“What would happen if I tried to generate an entire Joe Rogan Experience podcast with ChatGPT and then use one of those voice cloning platforms?”, comments the creator of a new podcast that he has created with artificial intelligence.
If you put together two of the big trends of the moment, podcasts and artificial intelligence, it seems obvious that someone would think of mixing them to get something out of it. Companies like ElevenLabs, WondercraftAI, and Podcastle have introduced easy-to-use tools to generate AI voices in minutes, so some have jumped on the adventure.
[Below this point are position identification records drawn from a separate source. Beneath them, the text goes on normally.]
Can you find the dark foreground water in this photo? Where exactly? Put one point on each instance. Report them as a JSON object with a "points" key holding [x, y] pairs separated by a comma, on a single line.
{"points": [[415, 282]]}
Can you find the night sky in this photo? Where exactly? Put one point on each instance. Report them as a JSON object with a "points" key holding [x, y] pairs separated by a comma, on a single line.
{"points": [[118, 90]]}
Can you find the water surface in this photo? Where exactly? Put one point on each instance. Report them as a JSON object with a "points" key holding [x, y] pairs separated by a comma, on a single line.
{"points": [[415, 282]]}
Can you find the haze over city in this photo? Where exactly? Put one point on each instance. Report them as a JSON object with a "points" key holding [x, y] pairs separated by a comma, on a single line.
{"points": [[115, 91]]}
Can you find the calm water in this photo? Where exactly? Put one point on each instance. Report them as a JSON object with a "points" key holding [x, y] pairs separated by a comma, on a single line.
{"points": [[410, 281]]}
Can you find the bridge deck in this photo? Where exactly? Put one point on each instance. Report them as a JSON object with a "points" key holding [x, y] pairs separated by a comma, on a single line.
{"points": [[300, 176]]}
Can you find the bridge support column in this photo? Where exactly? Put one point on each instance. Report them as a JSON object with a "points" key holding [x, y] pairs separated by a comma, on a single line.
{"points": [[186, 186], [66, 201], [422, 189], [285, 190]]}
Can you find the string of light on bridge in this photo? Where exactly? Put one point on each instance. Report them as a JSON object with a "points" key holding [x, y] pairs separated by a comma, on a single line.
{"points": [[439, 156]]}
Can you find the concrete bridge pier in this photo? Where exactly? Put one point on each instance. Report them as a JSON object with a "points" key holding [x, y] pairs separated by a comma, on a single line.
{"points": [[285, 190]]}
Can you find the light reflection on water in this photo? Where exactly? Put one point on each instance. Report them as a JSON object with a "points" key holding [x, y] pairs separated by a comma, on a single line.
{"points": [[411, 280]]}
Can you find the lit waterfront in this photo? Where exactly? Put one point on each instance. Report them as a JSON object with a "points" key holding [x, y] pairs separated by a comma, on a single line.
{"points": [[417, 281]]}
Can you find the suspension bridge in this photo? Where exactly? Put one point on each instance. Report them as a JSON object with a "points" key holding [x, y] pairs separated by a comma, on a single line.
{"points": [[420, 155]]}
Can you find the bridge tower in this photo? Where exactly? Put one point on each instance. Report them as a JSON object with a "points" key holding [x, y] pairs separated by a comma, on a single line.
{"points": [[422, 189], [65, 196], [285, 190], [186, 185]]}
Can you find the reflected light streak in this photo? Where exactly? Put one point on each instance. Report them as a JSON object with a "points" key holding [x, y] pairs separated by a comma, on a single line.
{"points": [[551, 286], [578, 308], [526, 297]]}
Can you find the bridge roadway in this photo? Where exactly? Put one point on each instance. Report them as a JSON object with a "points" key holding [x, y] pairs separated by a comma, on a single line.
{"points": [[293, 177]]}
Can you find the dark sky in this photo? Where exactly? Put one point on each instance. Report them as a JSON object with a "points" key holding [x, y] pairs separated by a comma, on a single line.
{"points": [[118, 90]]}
Joe Rogan, a controversial podcaster, has served as an excuse for a creative director to take advantage of the evolution in artificial intelligence and create his own podcast using this technology. With name The Joe Rogan Experience it features the strangest episodes with characters like Donald Trump or even the CEO of OpenAI, Sam Altman.
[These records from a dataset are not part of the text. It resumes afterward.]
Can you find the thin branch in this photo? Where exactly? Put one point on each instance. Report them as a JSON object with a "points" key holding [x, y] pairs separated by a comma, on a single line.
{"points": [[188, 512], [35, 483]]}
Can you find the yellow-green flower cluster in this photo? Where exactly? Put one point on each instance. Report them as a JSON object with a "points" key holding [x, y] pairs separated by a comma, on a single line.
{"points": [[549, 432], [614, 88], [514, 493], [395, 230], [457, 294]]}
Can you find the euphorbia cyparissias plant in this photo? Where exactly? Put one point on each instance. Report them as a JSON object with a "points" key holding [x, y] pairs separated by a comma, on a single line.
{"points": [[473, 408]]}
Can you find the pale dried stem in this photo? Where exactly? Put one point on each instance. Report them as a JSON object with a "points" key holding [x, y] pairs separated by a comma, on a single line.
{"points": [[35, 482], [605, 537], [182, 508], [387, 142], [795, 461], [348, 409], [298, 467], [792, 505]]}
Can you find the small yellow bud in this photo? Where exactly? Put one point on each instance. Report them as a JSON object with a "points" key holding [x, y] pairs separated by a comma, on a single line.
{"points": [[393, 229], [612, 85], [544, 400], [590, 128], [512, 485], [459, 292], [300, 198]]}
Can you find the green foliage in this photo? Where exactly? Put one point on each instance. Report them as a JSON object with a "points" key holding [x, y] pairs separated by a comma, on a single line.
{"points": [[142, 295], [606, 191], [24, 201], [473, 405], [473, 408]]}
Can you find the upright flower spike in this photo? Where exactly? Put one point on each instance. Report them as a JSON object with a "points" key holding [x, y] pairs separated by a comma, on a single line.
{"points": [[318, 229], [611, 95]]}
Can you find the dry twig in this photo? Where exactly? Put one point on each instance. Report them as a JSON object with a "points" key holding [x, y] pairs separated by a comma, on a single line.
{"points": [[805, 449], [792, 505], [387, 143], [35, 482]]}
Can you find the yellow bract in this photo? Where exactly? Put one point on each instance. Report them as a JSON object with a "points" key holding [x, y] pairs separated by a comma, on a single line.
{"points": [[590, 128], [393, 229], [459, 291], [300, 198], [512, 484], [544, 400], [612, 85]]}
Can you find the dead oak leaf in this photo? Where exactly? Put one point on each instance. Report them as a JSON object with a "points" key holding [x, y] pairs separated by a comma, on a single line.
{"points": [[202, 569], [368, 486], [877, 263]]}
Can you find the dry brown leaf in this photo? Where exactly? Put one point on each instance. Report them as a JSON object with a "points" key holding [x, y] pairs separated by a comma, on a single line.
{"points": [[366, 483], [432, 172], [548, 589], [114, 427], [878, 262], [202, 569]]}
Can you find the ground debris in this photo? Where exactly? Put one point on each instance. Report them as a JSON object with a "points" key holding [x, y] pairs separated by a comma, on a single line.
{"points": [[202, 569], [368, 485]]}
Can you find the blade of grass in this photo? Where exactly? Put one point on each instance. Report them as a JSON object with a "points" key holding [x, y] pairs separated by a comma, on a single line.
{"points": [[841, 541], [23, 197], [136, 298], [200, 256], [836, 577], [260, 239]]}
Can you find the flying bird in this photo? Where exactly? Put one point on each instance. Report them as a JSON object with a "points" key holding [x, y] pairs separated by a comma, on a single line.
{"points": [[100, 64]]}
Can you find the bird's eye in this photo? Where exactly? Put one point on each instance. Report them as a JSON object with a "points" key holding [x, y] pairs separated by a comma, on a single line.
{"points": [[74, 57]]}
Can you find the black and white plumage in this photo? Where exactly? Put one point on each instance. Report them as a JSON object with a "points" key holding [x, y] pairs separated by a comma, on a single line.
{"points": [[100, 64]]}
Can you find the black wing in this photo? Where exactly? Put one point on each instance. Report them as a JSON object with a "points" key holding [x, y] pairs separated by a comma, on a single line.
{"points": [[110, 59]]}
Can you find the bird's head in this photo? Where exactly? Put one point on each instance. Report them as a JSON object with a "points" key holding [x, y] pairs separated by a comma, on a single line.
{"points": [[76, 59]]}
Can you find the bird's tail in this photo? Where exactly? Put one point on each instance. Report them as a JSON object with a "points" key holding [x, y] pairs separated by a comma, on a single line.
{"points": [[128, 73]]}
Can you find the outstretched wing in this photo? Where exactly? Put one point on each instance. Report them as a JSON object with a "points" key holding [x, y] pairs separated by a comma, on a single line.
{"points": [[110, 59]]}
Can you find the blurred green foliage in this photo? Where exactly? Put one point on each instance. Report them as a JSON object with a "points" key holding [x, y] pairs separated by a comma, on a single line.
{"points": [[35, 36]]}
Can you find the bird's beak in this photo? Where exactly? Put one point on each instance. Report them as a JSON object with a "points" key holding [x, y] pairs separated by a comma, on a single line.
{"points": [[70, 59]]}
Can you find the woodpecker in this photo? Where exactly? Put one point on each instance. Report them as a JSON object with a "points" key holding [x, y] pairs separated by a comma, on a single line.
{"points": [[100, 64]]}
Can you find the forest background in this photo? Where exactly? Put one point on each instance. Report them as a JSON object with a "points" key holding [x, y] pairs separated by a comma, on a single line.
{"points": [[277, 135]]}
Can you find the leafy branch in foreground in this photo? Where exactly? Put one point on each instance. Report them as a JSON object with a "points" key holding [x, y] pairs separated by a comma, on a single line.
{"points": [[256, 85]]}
“Let me tell you guys, this is something on another level that we have here today.”says the AI-generated fake Joe Rogan. “Every word in this podcast has been generated with the help of ChatGPT… I’m not the real Joe Rogan… this is pure fiction.”
The creator of this madness who prefers to remain anonymous admits that his YouTube podcast is just for fun and it is not meant to be a real threat to the real Joe Rogan or human podcasters.
Podcast and artificial intelligence? Not for the moment
The truth is that he is right and although some think that artificial intelligence is already capable of everything, It seems that the subject of podcasts has choked on him.
Once this creator found a tool that transforms text into audio and then clones itself with the voice you want, good enough, he took that of Rogan and other guests, who have also included Donald Trump and Andrew Tate, to shape his podcast .

On YouTube, he managed to accumulate more than half a million views. Some listeners didn’t even care that it was AI. “This is really good enough for me. Good stuff”, wrote one. But just as he managed to climb quickly, the fall has been even more noticeable.
Has released 4 episodes and each subsequent installment has drawn a smaller audience than the last. Hugo explains that the conversations themselves are not particularly interesting, even if they are fairly accurate imitations. “Apart from listening to the podcast for its technological advancement, it doesn’t make sense,” says. “It’s just a waste of time.”
“I’m definitely having fun with it. But that doesn’t mean I’m chasing big audiences,” Add. The truth is that creating this type of content —which is neither cultural nor entertaining— admits that it’s taking him longer to create than it actually takes a human to make a weighty episode. It was fun while it lasted.